Carolyn Stanford Taylor, who Gov. Tony Evers appointed to replace him as state superintendent, announced today she will not seek a full term in 2021.

In her announcement, Stanford Taylor said she promised Evers she would commit to completing the final 2.5 years of his term as state superintendent, which he left following his election as guv.

Stanford Taylor said she made the announcement now to give those interested in running the state’s chief education agency sufficient time to organize their campaigns.

“Every child in this state deserves the chance, the opportunity, and the supports to become a success,” Stanford Taylor said. “This will only happen if we — educators, the governor, legislators, parents, and community members — work together to make sure every student has what they need to learn when they need it.”

Her decision not to run creates the first open DPI race since 2009. Evers, then the agency’s deputy superintendent, won the race that year to succeed two-term incumbent Libby Burmaster, who opted not to seek reelection.

Stanford Taylor, 62, plans to retire after her term is up in 2021, an agency spokesman said.

Prior to her appointment, she had served as assistant state superintendent for the Division of Learning Support.
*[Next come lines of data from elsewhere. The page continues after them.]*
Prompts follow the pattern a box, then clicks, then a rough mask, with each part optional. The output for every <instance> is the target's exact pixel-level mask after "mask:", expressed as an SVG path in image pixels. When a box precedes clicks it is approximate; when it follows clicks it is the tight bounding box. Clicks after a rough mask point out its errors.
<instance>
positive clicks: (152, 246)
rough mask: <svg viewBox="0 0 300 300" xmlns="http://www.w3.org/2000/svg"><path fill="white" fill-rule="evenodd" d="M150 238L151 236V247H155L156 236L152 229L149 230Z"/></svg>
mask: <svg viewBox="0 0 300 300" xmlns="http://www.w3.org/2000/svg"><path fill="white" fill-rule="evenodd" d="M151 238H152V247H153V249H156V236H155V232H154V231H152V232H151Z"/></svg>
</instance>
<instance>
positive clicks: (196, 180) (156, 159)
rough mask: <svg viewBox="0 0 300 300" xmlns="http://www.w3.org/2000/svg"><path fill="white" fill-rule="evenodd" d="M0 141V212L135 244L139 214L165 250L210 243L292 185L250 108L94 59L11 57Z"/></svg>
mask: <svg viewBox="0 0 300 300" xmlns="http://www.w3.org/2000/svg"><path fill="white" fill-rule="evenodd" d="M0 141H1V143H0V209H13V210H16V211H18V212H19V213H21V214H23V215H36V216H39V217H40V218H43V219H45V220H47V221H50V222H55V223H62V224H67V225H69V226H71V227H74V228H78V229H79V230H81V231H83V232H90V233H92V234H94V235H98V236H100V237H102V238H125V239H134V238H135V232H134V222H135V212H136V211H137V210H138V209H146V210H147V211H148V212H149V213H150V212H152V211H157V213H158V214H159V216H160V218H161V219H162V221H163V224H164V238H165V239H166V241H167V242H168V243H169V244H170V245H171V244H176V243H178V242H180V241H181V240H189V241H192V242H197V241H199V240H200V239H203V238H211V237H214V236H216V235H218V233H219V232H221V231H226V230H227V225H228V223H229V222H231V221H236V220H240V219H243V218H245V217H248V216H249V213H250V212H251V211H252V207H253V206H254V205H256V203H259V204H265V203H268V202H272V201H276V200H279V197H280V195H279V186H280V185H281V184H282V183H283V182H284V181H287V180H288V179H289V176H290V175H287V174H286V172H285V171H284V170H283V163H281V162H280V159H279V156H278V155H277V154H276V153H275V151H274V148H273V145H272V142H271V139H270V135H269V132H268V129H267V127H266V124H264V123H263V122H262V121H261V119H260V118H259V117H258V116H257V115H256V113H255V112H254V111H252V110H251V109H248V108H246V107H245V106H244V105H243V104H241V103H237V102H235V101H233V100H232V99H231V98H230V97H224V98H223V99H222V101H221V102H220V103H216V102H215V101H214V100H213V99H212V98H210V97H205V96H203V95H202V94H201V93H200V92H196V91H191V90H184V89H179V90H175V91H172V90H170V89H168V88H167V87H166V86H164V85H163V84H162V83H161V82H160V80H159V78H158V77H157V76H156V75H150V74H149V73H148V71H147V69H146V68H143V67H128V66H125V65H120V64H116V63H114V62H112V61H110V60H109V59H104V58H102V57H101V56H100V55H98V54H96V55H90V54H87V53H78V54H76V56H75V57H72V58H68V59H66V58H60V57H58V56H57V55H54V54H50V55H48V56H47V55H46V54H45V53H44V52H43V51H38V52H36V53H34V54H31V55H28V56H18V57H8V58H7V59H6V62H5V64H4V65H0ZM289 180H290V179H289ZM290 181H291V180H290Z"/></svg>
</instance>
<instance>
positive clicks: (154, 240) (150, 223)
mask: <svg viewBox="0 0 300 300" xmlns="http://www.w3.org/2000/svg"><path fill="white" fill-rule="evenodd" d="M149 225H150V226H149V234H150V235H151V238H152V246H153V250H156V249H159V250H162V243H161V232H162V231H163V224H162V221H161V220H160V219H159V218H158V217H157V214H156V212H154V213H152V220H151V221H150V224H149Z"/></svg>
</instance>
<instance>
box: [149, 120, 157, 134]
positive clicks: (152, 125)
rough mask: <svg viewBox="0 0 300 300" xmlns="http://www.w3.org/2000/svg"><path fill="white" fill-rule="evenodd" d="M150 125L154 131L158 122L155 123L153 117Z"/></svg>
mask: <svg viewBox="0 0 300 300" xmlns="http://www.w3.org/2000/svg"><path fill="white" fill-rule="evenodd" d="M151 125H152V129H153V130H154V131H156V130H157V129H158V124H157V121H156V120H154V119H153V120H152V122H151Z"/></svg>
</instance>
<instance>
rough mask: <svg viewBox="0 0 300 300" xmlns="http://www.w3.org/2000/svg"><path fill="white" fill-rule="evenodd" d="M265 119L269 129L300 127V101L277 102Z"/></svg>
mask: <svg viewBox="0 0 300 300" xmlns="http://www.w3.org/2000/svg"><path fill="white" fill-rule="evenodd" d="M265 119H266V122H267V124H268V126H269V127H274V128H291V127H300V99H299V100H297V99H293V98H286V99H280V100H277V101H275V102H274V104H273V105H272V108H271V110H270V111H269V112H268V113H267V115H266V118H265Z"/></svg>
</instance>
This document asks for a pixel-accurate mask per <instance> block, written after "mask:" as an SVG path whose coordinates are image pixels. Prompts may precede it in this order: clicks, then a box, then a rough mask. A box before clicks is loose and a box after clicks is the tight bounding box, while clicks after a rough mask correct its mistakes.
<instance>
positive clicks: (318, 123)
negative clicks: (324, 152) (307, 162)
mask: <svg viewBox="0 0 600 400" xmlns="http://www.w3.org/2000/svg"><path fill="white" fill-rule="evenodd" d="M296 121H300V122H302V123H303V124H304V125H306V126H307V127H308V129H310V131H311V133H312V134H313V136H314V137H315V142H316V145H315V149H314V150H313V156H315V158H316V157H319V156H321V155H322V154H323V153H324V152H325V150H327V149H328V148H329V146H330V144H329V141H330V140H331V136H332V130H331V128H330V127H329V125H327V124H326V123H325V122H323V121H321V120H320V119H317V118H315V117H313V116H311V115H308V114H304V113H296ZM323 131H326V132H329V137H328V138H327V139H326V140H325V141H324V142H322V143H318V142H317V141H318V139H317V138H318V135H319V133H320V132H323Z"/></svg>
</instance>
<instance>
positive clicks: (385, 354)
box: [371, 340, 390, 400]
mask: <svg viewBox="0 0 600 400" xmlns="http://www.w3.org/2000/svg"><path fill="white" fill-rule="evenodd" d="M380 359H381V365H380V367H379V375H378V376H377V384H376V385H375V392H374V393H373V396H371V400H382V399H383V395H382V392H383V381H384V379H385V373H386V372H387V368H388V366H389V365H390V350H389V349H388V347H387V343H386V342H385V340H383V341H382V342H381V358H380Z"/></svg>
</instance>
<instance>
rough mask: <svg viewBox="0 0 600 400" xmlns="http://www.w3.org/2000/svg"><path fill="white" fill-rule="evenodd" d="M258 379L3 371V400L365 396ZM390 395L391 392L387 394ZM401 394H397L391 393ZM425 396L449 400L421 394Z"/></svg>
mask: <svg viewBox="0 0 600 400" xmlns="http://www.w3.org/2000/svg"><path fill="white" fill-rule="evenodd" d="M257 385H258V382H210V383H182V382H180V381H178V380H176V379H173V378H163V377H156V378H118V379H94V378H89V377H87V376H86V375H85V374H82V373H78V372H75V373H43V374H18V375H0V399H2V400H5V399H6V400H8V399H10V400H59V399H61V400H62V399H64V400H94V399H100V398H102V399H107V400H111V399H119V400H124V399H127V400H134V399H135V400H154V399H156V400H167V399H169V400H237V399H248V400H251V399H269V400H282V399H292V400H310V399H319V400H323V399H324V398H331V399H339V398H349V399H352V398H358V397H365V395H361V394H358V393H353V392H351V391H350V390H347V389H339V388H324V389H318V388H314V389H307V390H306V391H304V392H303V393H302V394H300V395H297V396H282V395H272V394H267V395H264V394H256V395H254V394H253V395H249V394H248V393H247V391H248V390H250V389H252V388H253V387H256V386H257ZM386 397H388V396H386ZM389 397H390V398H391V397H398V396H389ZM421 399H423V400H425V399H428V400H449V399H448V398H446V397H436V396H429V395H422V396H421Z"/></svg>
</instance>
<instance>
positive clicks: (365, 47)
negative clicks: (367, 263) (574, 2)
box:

Stanford Taylor, who first joined DPI in 2001, was the first female African American to serve as an assistant state superintendent.

Evers praised Stanford Taylor as “a dedicated and thoughtful leader committed to ensuring that every kid has the opportunity to succeed.” He added she will be “an invaluable partner in helping to guide our next steps with an eye towards equity and inclusion” through the remainder of her term.